I helped Sarah into the truck. As we drove away down her dirt road, I watched Emma in the rearview mirror—a solitary figure on her porch, balanced on crutches, before she turned and hobbled back inside alone.

The silence in the truck as we climbed the mountain was heavy. Sarah, full of salty noodles, was drowsy and quiet. My mind was a roaring, self-critical storm.

I thought about Emma's cabin. Her real kitchen with spices, pots, and a cutting board that actually got used. She knew how to create warmth and nourishment effortlessly.

My cabin had a hot plate, a dented kettle, and a cupboard full of survival rations. I knew how to keep a body alive. I didn't know how to feed a soul.
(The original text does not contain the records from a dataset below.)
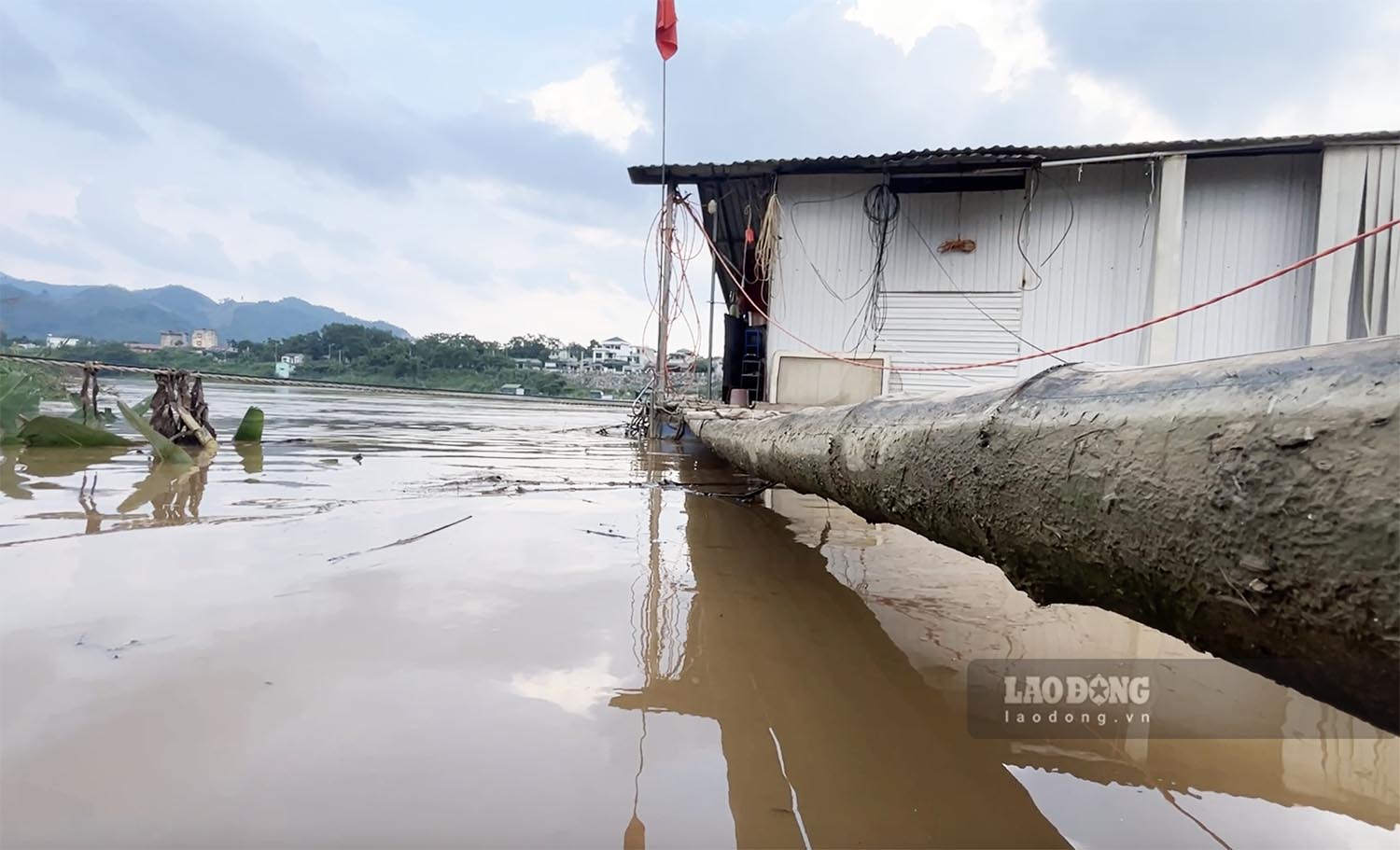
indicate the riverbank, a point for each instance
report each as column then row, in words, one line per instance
column 437, row 622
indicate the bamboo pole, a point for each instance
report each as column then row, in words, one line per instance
column 1248, row 506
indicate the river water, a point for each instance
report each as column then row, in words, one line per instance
column 425, row 622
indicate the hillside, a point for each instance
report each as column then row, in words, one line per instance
column 33, row 308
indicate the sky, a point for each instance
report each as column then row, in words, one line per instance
column 451, row 165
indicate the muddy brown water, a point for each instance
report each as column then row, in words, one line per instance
column 422, row 622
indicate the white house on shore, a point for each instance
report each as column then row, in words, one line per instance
column 619, row 355
column 972, row 255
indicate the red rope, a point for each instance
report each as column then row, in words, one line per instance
column 728, row 269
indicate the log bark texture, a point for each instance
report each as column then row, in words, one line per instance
column 1249, row 506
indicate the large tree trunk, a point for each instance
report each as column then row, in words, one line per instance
column 1249, row 506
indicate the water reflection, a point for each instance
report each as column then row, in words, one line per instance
column 833, row 738
column 173, row 492
column 251, row 455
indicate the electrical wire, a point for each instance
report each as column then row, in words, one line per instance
column 881, row 209
column 966, row 297
column 1274, row 274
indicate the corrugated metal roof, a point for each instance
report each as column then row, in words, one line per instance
column 955, row 159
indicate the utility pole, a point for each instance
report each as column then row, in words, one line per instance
column 713, row 207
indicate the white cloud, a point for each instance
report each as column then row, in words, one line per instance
column 1113, row 105
column 1005, row 28
column 574, row 690
column 591, row 104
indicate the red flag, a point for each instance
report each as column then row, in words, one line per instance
column 666, row 28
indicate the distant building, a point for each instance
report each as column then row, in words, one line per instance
column 619, row 355
column 560, row 358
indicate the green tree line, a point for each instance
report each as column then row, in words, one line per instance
column 355, row 353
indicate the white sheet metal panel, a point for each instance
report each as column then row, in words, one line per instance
column 930, row 329
column 806, row 378
column 1357, row 290
column 823, row 238
column 1089, row 238
column 1246, row 217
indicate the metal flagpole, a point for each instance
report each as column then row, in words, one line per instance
column 658, row 389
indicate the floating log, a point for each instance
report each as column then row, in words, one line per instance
column 179, row 411
column 1248, row 506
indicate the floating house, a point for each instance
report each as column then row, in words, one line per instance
column 934, row 258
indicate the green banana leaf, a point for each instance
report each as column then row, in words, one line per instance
column 249, row 430
column 52, row 432
column 164, row 450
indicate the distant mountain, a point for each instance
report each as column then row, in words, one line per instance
column 33, row 308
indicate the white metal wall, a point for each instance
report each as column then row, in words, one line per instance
column 949, row 327
column 1088, row 235
column 1245, row 217
column 1097, row 280
column 1086, row 241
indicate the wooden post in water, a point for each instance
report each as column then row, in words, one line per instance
column 1248, row 506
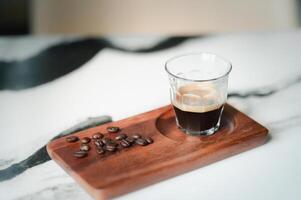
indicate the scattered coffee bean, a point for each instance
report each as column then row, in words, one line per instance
column 141, row 142
column 85, row 147
column 110, row 148
column 98, row 143
column 85, row 140
column 149, row 140
column 80, row 154
column 121, row 136
column 111, row 144
column 97, row 136
column 130, row 140
column 72, row 139
column 100, row 151
column 113, row 129
column 106, row 140
column 136, row 136
column 125, row 143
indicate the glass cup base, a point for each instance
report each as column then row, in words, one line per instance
column 200, row 133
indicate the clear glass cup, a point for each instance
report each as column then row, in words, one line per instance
column 198, row 91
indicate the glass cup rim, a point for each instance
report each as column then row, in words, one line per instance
column 199, row 53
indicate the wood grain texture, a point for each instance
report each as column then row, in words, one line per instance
column 171, row 154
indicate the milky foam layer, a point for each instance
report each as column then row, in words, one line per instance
column 198, row 97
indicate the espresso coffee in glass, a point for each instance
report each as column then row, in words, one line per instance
column 198, row 90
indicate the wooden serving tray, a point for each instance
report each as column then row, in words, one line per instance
column 171, row 154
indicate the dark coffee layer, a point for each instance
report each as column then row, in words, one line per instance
column 195, row 122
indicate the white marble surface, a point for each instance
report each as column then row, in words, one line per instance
column 123, row 84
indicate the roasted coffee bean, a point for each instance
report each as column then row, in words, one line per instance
column 72, row 139
column 120, row 137
column 100, row 151
column 113, row 129
column 85, row 140
column 130, row 140
column 149, row 140
column 106, row 140
column 98, row 143
column 97, row 136
column 80, row 154
column 125, row 143
column 136, row 136
column 85, row 147
column 141, row 141
column 110, row 148
column 111, row 144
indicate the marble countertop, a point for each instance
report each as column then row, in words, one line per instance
column 265, row 83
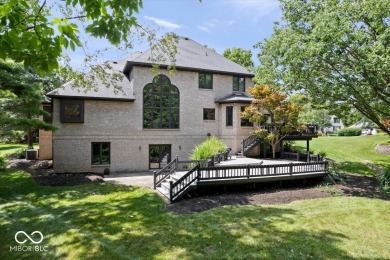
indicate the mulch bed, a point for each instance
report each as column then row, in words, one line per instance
column 265, row 194
column 42, row 173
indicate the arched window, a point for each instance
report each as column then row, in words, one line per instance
column 161, row 104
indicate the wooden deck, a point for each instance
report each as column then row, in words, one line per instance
column 174, row 183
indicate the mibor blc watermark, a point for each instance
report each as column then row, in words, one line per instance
column 35, row 238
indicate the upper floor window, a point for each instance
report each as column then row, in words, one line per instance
column 239, row 84
column 72, row 111
column 208, row 114
column 205, row 80
column 244, row 121
column 161, row 104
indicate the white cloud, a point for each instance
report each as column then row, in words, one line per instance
column 207, row 26
column 163, row 23
column 257, row 8
column 204, row 28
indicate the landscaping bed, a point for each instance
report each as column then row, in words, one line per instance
column 42, row 172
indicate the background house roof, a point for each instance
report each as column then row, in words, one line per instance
column 120, row 88
column 191, row 56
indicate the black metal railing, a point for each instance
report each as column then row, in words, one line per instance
column 248, row 171
column 179, row 186
column 161, row 175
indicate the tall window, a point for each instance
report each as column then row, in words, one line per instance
column 244, row 121
column 100, row 154
column 161, row 104
column 205, row 80
column 229, row 116
column 239, row 84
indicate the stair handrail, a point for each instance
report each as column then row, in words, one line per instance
column 160, row 175
column 179, row 186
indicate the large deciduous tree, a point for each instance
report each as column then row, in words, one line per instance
column 21, row 93
column 337, row 51
column 240, row 56
column 35, row 32
column 276, row 115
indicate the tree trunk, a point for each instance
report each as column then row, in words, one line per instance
column 30, row 139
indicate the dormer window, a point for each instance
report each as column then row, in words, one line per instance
column 72, row 111
column 238, row 84
column 205, row 80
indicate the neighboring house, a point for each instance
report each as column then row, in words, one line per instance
column 336, row 125
column 155, row 117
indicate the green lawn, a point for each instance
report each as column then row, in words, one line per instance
column 352, row 152
column 105, row 221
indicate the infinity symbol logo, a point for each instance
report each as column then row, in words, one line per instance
column 32, row 240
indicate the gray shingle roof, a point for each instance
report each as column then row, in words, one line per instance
column 190, row 56
column 235, row 97
column 120, row 87
column 193, row 56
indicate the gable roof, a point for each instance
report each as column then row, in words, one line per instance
column 191, row 56
column 100, row 90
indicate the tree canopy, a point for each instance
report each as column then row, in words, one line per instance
column 338, row 52
column 240, row 56
column 276, row 115
column 35, row 32
column 21, row 94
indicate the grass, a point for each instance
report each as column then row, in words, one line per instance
column 105, row 221
column 10, row 148
column 351, row 152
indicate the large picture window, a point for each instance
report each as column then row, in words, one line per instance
column 229, row 116
column 205, row 80
column 72, row 111
column 161, row 104
column 100, row 154
column 239, row 84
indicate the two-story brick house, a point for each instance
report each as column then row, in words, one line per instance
column 154, row 117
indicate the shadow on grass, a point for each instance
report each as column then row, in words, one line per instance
column 108, row 221
column 355, row 168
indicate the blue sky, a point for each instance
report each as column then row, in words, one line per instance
column 219, row 24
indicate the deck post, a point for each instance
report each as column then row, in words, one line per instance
column 308, row 150
column 154, row 179
column 170, row 191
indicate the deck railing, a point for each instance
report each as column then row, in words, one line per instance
column 177, row 187
column 249, row 171
column 160, row 175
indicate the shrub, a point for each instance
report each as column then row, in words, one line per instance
column 349, row 132
column 208, row 148
column 3, row 160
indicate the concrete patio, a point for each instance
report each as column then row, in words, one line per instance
column 145, row 179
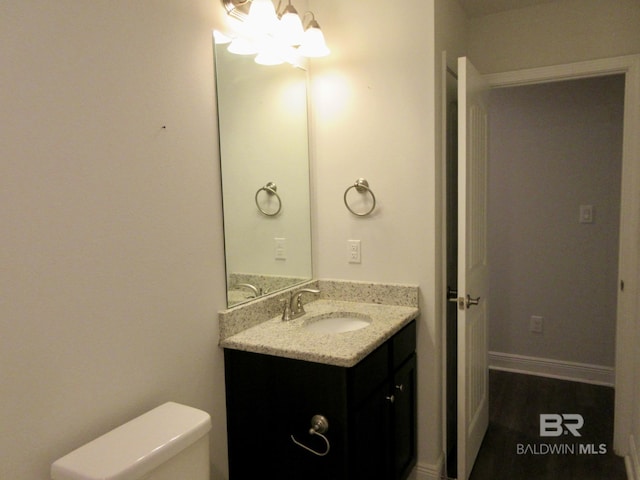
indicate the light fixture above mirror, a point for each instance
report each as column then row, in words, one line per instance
column 273, row 35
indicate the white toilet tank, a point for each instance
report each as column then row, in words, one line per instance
column 167, row 443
Good intentions weren't enough. They were the currency of children and fools.

By the time I pulled up to my dark cabin, a decision had solidified into certainty. I wasn't just giving her rides anymore. That was the bare minimum.

Tomorrow was Saturday. I was going to figure out how to actually cook. Not just heat something up. Real food. Real breakfast. The kind Emma could eat without her stomach protesting.

I got Sarah ready for bed, my mind already racing through possibilities. I had eggs somewhere. Flour, maybe. What did people make for breakfast that wasn't from a box or a Styrofoam cup?

"Uncle C?" Sarah's voice was sleepy as I tucked the blanket carefully around her.

"Yeah, kiddo?"

"Ms. Reed’s apples really did look better than yours."

The simple observation twisted something in my chest. "Yeah. They really did."

"Why didn't she eat noodles with us?"

"Her stomach doesn't like them. Some people need different kinds of food."

Sarah considered this with six-year-old seriousness. "That's really sad. Noodles are so yummy."

"They are. But I should have remembered that she needs different things. I should have planned better."

"Are you going to cook real food now?"

The question, so direct and innocent, almost made me laugh. Almost. "Yeah, kiddo. I think I am going to learn."